MLB DFS Picks and Pivots: July 18 – Thorsday Bauer Hour!
MLB DFS – Thursday Main Slate Pitching:
While my focus in this article will be on the 8 game Main Slate, for those of you looking to play the 4 game Early Slate, you can check out Mike Marteny’s Early Slate Breakdown right here.
At first glance on this slate, the top end pitching is really appealing and with the pricing not overly aggressive, I think going with a double-barrel ace approach could be a viable build on FantasyDraft today.
It all starts with Trevor Bauer ($21.3K) who is the most expensive arm on the slate, at home against the Detroit Tigers. If you read my write up on Mike Clevinger yesterday, well you can pretty much copy and paste the same logic to Bauer here this evening. The Tigers strike out at the second-highest clip in baseball against RHP at well over 25% and after seeing Clevinger mow down 12 Tigers last night, there is no reason to think the same outcome is not possible for Bauer.
Bauer has a top 10 K rate in the league over the last 30 days at 32.3% with double-digit strikeouts in 2 of is last 4 contests and 30+ fantasy points in 3 of his last 6 outings including a 42 fantasy points CGSO of this same Tigers team just a few weeks ago.
Bauer has a 30.4% K rate against RHB this season and this Tigers line-up projects to have 4-5 right-handers in there today. Bauer to me is the cash game lock as an SP1 and with his double-digit K upside and match-up seemingly aligned, I would argue that much like Clevinger yesterday, it was chalk you should probably eat.
Rather than pay down at SP2, I think you can pair Bauer with Noah Syndergaard ($18K) here tonight in San Francisco against the Giants, which would leave you still with about $7.7K per batter on FantasyDraft for your batters.
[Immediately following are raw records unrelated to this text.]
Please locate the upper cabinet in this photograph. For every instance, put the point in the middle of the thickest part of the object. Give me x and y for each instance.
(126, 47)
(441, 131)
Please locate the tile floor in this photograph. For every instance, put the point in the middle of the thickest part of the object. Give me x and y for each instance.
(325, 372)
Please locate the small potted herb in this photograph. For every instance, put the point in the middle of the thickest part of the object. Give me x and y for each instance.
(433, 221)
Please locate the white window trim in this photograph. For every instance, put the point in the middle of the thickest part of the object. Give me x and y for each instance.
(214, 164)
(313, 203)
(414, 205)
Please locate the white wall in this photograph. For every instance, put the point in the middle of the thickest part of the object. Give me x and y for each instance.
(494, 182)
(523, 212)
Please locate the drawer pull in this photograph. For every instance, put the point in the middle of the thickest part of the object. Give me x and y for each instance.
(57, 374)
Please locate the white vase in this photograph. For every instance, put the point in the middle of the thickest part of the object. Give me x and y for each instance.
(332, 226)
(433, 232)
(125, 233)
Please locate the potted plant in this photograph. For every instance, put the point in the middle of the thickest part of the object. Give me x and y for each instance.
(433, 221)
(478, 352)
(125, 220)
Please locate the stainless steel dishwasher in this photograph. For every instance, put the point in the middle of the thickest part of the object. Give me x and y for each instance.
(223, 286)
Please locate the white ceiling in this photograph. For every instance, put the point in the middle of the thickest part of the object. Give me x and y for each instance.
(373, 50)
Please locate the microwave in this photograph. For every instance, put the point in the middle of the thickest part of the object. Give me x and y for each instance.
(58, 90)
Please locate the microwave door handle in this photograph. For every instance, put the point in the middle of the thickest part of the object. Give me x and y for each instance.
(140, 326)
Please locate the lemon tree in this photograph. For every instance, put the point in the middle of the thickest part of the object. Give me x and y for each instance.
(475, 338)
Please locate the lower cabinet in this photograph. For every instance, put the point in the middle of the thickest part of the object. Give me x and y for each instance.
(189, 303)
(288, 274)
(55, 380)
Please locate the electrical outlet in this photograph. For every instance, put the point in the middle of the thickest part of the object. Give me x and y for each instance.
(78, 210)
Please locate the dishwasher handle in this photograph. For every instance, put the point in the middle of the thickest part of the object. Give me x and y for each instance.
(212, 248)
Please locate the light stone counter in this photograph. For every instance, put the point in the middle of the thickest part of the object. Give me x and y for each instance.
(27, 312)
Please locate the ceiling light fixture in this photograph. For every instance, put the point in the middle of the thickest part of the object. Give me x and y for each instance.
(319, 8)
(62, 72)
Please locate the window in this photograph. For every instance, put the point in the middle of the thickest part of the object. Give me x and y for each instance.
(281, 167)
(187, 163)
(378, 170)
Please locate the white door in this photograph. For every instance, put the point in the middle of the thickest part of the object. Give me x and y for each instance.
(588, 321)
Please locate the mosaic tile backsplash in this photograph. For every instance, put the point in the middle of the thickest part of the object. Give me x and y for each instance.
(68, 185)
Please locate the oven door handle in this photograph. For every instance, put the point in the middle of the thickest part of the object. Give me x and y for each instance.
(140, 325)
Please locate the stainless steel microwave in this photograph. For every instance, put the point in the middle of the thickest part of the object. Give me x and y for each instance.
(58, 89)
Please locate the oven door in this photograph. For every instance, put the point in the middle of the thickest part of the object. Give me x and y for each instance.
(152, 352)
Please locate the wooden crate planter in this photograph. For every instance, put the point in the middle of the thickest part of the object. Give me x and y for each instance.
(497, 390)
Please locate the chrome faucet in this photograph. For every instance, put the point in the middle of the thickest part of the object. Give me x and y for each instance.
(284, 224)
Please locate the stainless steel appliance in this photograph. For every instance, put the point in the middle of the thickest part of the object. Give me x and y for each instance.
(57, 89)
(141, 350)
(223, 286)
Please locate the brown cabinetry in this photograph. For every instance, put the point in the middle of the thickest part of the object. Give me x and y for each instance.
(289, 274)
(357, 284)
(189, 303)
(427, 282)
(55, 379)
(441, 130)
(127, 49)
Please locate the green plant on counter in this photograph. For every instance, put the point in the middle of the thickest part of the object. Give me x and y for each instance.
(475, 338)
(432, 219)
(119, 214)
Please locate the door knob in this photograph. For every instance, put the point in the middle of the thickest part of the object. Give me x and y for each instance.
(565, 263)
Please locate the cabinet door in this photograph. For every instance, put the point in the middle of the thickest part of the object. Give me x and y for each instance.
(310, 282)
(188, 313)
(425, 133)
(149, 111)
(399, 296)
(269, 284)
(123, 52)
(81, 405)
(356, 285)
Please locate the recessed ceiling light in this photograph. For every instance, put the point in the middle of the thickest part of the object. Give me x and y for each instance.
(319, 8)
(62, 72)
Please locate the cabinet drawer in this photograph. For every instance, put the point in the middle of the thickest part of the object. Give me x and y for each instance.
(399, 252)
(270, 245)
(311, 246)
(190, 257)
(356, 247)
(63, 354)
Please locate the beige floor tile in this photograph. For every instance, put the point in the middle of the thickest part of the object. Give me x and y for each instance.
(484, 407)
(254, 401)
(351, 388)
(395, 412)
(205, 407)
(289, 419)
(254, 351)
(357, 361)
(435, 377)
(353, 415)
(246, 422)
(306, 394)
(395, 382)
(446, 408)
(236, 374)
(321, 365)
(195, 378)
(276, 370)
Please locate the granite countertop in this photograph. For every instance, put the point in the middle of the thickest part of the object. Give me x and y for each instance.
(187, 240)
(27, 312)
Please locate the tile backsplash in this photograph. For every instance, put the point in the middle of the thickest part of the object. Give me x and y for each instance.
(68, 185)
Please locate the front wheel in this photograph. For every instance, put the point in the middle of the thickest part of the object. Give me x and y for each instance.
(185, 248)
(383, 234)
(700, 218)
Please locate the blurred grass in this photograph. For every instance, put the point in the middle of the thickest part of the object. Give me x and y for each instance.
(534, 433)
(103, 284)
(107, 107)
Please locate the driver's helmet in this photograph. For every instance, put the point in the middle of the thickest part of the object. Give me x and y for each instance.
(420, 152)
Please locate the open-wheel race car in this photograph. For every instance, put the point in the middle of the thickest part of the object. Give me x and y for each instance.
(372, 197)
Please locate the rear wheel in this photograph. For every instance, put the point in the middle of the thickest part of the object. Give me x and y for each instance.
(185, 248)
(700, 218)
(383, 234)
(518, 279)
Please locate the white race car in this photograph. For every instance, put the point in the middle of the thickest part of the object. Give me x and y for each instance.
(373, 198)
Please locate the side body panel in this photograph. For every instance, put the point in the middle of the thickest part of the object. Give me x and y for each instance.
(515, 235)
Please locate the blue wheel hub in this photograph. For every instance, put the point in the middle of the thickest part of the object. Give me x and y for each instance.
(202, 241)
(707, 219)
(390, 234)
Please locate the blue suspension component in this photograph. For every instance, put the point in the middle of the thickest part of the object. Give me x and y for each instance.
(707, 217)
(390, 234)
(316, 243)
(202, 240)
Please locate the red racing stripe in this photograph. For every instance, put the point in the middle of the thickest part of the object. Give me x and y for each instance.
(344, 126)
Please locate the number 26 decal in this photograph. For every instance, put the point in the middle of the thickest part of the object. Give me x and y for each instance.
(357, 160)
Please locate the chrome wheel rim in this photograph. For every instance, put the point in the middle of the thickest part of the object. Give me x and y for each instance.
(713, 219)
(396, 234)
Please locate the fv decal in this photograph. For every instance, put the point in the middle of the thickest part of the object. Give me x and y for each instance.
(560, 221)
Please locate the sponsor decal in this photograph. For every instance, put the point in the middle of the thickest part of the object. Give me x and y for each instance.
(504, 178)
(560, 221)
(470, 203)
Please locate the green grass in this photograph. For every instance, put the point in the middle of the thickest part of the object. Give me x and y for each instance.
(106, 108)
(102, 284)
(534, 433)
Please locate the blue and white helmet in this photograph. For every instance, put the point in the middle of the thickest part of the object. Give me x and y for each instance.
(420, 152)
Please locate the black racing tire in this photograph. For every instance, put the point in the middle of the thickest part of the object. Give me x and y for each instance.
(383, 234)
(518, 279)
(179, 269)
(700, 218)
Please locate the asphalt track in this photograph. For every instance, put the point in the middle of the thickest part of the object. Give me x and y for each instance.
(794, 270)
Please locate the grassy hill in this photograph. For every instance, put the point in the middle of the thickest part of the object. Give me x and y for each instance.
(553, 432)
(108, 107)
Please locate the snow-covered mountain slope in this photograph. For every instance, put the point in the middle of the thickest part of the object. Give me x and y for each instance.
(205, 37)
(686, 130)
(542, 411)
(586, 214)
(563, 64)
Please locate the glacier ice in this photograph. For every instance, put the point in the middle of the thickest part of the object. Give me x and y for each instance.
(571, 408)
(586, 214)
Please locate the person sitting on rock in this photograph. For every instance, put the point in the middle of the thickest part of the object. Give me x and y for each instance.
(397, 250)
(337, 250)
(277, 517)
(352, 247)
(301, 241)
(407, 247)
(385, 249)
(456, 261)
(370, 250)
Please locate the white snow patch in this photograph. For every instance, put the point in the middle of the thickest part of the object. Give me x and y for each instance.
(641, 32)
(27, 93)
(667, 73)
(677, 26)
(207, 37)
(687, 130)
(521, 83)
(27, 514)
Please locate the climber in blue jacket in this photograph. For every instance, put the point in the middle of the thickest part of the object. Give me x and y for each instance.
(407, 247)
The Giants are coming off a series in Colorado and now fly back home to San Francisco in arguably the biggest park shift you can imagine and with this being the first series back after facing the Rockies, I think the “Coors Effect” is very real here and we could see the Giants struggle right out of the gate to adjust as the Mets will throw Thor and De-GOAT in the first two games of this series.
Against a weak-hitting Giants line-up in this massive ballpark obviously gives Thor a pretty safe run prevention floor but after Syndergaard’s last start in Miami, I do wonder if the strikeout equity is starting to bounce back which adds to his ceiling. In that start, he struck out 9 Marlins with a season-high 19.1% swinging strike rate but his pitch type and velocity is really what stood out.
The 98.3 average velocity on his fastball is well over his season average of 97.7 and his highest in any start since May, but he also relied heavily on his slider, nearly 18% which he had basically abandoned, not throwing it over 10% in any of his previous seven starts. Why does this matter? The slider is a pitch that Thor relied on well over 20% last season and it is by far his best swing and miss offering, touting a 45% whiff rate on the pitch over the last two years.
If Thor has regained that swing and miss ability on the slider, combined with the added velocity on his fastball – this spot in a massive pitcher’s park against a team adjusting from Coors thin air, it could be a vintage Syndergaard performance.